A year ago, I finished my master’s thesis on Zircon, the microkernel which is developed by Google for their mysterious new open source operating system: Fuchsia.
Today, there is still not much known about the intention for developing Fuchsia and Zircon nor is it known where the system would be used in the wild. But as we see, it is still actively developed and has just opened for third-party contributions.
As I missed writing a blog post right after my thesis, I felt now is a good time to catch up and have a look on how things changed since back then. And at first sight a lot changed. When I started, there was a Github mirror for the project which I had cloned to work on a stable code version during my thesis. Today it is obviously outdated, but it is a very nice point to start.

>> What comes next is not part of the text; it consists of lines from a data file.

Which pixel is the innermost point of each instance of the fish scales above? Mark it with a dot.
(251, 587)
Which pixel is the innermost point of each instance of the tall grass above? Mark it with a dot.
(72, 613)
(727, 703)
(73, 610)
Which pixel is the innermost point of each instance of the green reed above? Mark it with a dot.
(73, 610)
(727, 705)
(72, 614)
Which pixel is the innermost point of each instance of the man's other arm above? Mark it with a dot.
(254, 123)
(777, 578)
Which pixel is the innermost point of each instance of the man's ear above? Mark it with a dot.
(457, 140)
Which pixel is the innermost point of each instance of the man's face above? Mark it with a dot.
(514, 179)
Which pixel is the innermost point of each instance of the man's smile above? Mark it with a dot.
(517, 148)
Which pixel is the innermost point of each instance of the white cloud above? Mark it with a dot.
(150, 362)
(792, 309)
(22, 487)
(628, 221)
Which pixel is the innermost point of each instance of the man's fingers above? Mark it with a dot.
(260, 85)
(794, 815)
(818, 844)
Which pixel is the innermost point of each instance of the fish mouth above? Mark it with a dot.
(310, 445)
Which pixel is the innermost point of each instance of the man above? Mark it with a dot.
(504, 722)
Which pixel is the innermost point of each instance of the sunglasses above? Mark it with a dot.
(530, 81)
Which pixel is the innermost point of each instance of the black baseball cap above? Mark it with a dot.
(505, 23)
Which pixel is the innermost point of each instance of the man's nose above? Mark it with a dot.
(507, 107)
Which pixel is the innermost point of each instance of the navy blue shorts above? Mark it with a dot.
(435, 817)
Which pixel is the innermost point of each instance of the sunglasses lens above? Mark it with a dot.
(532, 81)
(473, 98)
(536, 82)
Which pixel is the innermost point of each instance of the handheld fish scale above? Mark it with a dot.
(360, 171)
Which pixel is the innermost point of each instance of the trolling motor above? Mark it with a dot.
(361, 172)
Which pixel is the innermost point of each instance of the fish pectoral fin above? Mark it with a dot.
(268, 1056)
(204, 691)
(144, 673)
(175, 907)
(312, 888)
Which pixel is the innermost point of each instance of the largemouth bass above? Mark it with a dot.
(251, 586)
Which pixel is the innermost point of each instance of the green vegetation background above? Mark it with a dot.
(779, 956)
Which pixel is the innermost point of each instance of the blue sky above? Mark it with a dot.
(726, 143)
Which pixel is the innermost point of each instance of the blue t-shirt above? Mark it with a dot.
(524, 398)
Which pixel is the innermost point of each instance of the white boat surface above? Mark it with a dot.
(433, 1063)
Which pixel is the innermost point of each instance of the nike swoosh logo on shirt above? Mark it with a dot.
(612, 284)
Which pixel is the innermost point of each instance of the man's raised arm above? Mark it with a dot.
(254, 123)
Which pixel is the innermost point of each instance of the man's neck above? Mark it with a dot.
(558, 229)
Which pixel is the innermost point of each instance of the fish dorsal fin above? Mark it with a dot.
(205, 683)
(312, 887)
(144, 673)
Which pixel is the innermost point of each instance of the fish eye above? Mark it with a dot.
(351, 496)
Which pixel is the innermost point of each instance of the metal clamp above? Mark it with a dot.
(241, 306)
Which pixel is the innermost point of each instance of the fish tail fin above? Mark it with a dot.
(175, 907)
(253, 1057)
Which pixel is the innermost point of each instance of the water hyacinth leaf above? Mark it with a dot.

As I’m an embedded and kernel dev, my work was focused on Zircon, Fuchsia’s microkernel, the way it works and how it influences driver development in contrast to Linux. Correspondingly, I will focus on the same main topics today. So let’s start with a general overview on the concept of the Zircon microkernel and its drivers.
A Brief Introduction to Operating System Designs and History
As already mentioned Zircon is a completely new approach in operating system development. Not that much in terms of the concepts used, but rather in their realization. The Zircon core team is made from developers who were already involved in some new operating system designs like especially BeOS but as well experienced in Linux. Starting a new kernel from scratch today with all the learnings they made in the past shows clearly in the resulting design and makes it definitely worth having a deeper look inside.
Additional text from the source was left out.